Na tym podobieństwa się nie kończą – podległa Tuskowi machina propagandowa robiła wszystko, by przekonać opinię publiczną, że protestujący rolnicy to piąta kolumna działająca na rzecz interesów Kremla. Czy nie pobrzmiewa w tym znajomy ton „Jaruzela”, kojarzącego pierwszą Solidarność z rzecznikami „zewnętrznego interesu”, i głoszącego potrzebę „obrony suwerenności”? Diaboliczność tego odwrócenia pojęć polega na przypisaniu sobie roli rzecznika podmiotowości naszego kraju, podczas gdy Zielony Ład, przeciwko któremu protestowali polscy rolnicy, jest jednym z głównych narzędzi tzw. pogłębionej integracji, czytaj: unijnej centralizacji przesuwającej moce decyzyjne z narodu polskiego do brukselskiej centrali.
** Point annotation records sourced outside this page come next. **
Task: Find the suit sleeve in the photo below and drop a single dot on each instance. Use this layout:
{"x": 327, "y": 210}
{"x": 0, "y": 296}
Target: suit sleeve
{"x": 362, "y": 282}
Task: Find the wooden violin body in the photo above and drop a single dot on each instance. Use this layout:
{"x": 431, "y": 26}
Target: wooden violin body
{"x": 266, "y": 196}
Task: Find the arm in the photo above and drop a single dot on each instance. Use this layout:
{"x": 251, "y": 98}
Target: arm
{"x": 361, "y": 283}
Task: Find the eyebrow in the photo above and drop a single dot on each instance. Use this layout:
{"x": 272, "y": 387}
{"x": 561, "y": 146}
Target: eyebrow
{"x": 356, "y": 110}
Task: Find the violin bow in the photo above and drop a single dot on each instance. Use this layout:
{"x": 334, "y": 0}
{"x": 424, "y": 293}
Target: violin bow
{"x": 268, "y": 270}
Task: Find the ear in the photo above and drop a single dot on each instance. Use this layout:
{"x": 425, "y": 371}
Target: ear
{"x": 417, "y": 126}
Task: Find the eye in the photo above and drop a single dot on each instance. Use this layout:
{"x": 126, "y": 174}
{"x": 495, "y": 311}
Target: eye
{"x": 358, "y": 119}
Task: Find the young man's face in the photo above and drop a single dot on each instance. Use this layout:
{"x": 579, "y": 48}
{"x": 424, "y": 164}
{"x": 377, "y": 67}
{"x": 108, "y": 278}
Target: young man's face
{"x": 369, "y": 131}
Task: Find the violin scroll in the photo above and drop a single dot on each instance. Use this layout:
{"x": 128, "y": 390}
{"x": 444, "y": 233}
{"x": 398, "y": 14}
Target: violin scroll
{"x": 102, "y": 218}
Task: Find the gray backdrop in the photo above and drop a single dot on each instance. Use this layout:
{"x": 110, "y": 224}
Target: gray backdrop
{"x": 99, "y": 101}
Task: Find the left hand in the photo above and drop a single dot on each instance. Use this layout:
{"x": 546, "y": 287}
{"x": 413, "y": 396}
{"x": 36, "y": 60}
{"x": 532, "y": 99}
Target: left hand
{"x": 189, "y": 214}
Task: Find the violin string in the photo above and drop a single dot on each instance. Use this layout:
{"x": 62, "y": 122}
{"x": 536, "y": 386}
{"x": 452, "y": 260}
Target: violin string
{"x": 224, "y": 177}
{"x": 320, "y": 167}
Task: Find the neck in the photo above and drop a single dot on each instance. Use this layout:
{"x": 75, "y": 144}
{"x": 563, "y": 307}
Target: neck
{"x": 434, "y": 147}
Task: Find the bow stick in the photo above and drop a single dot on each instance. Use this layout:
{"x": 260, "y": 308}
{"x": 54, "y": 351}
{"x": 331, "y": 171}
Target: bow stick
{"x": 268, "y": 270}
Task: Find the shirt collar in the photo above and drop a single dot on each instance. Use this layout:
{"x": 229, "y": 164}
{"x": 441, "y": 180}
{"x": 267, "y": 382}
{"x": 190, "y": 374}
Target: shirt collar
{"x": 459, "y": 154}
Przeprowadzenie centralnie zarządzanej transformacji energetycznej Europy wymagać będzie bowiem ograniczenia samorządności krajów członkowskich na rzecz zwiększenia uprawnień urzędników – również w kwestii homogenizacji kulturowej, pleniącej tradycyjne „eksploatujące planetę” instytucje społeczne na rzecz tych bardziej „ekologicznych”. Nie trzeba chyba wspominać, że generał Jaruzelski również wpisywał się w program podporządkowania kultury polskiej ideałom zewnętrznej ideologii; w jego mniemaniu, choć formalnie Polska miała utrzymywać pewną kulturową autonomię, program PZPR zakładał marginalizację tradycji narodowych i religijnych na rzecz promowania wartości komunistycznych w literaturze, sztuce i edukacji. W myśleniu Donalda Tuska ideologiczna „zewnętrzność” nie zniknęła – implementowany z zewnątrz marksizm-leninizm ma zostać zastąpiony przez unijny zielony inkluzywizm.

Pożegnanie z telefonem

Przez lata przyzwyczailiśmy się myśleć o Tusku jak o ucieleśnieniu teflonowej postpolityki. Ten opis przez długi czas pasował do niego znakomicie; trudno jednak nie odnieść wrażenia, że podczas pięciu lat pełnienia funkcji przewodniczącego Rady Europejskiej coś się w nim zmieniło. Lektura jego ostatnich książek – „Szczerze”, a zwłaszcza „Wyboru” – sugeruje, że na nowym urzędzie odnalazł wreszcie swoją historyczną misję, a jest nią przysposobienie Polski do udziału w projekcie „zjednoczonej Europy”, który raz na zawsze położy kres bratobójczym konfliktom między narodami. A dla tak szczytnego celu, jakim jest wieczysty pokój w „europejskiej rodzinie”, poświęcić można bardzo wiele... przysposabiać więc trzeba, jeśli będzie taka konieczność – i to siłowo!, czego zwiastuny już nam zaserwowano. Tak więc, choćby Tusk sam siebie postrzegał jako antytezę Jaruzelskiego, autokratyczna technologia władzy, dająca mu większe możliwości realizacji projektu europejskiego, nieuchronnie sprawia, że coraz bardziej zaprzyjaźnia się z demonami swojej młodości.